Creo, con San Ignacio y con Elías,
que Dios me va guiando como si yo fuera un niño pequeño y me ha enseñado de mí mismo que
las cosas me van entrando primero por el intelecto y después por la piel y
luego por las lágrimas y después ya se asientan en mi corazón, aunque a veces
tengo que repetir el proceso una y otra vez porque soy torpe o egoísta o porque
me engaño a mí mismo también una y otra vez, y me desespero.

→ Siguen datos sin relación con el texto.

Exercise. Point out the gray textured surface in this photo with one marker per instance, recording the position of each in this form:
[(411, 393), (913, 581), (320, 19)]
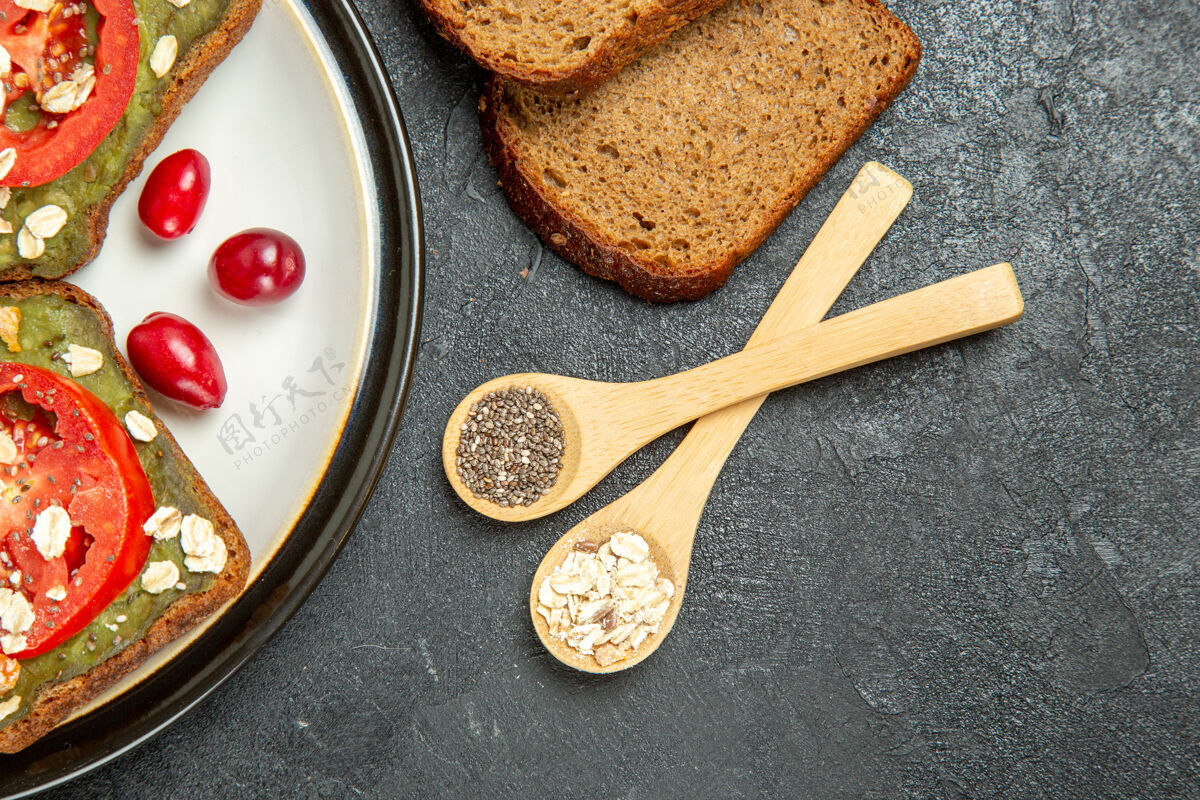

A veces me siento mal por mis
muchos defectos: mi tendencia a la autocompasión, mi excesiva intelectualidad
que lo tamiza casi todo, mi soberbia, mi suficiencia, mi falta de humildad, mi
fariseísmo, mi Pedro y mi Judas, mi Andrés y mi Santiago, mi Tomás, mi joven
rico y el hermano mayor del hijo pródigo; ay, ese hermano mayor tan secundario
en las lecturas que hemos hecho del texto y tan excesivamente protagonista en mi vida.
Creo que entonces Dios aguarda
respetuoso y paciente hasta que lo dejo pasar dentro, hasta el fondo en mi
vida. Es entonces cuando siento que tengo que reconciliarme conmigo mismo, y
ahí Jesús me pone con él. Me lleva con el Padre, me arropa con el Espíritu
Santo que hay en mí.
Creo en el perdón de los pecados
como la reconciliación de los corazones rotos. Padre, Hijo y Espíritu Santo me
cuentan cuentos de cuando era pequeño y me consuelan, me secan las lágrimas y
me señalan lo mucho bueno que hay en mí.
Creo que cuando Dios me pide que
no me olvide de Él lo hace por mí más que por Él, porque su amor me cura y
porque a través de mí Él quiere curar a otros. Pero no me quiere médico o
cocinero sino medicina o alimento, y eso es lo que me cuesta, porque siento que
voy constantemente del Carmelo al Horeb.
Creo que la Iglesia es eso, una
comunión fraterna de cuidadores, de portadores del Espíritu y que todo lo que
no vaya por esta línea o choque contra el Evangelio no es del buen Espíritu.
Creo que esto pasa porque la Iglesia es humana en la carne y divina en el
espíritu, y que al igual que me pasa a mí también mis hermanos se equivocan, y
también espera el Padre que nos ayudemos los unos a los otros.
Confieso que muchas veces no sé
dónde está Dios. En esos momentos me consuela saber que Él siempre sabe dónde
estoy yo.
Creo que Dios nos puso aquí para
construir un Reino que no es de aquí porque no se rige por las normas de aquí
pero que empieza aquí. Tengo la esperanza de que ese Reino un día estará
terminado y que ese día será un día glorioso en el que todos sentiremos con
agradecimiento el amor de Dios como un regalo, como la lluvia o el Sol.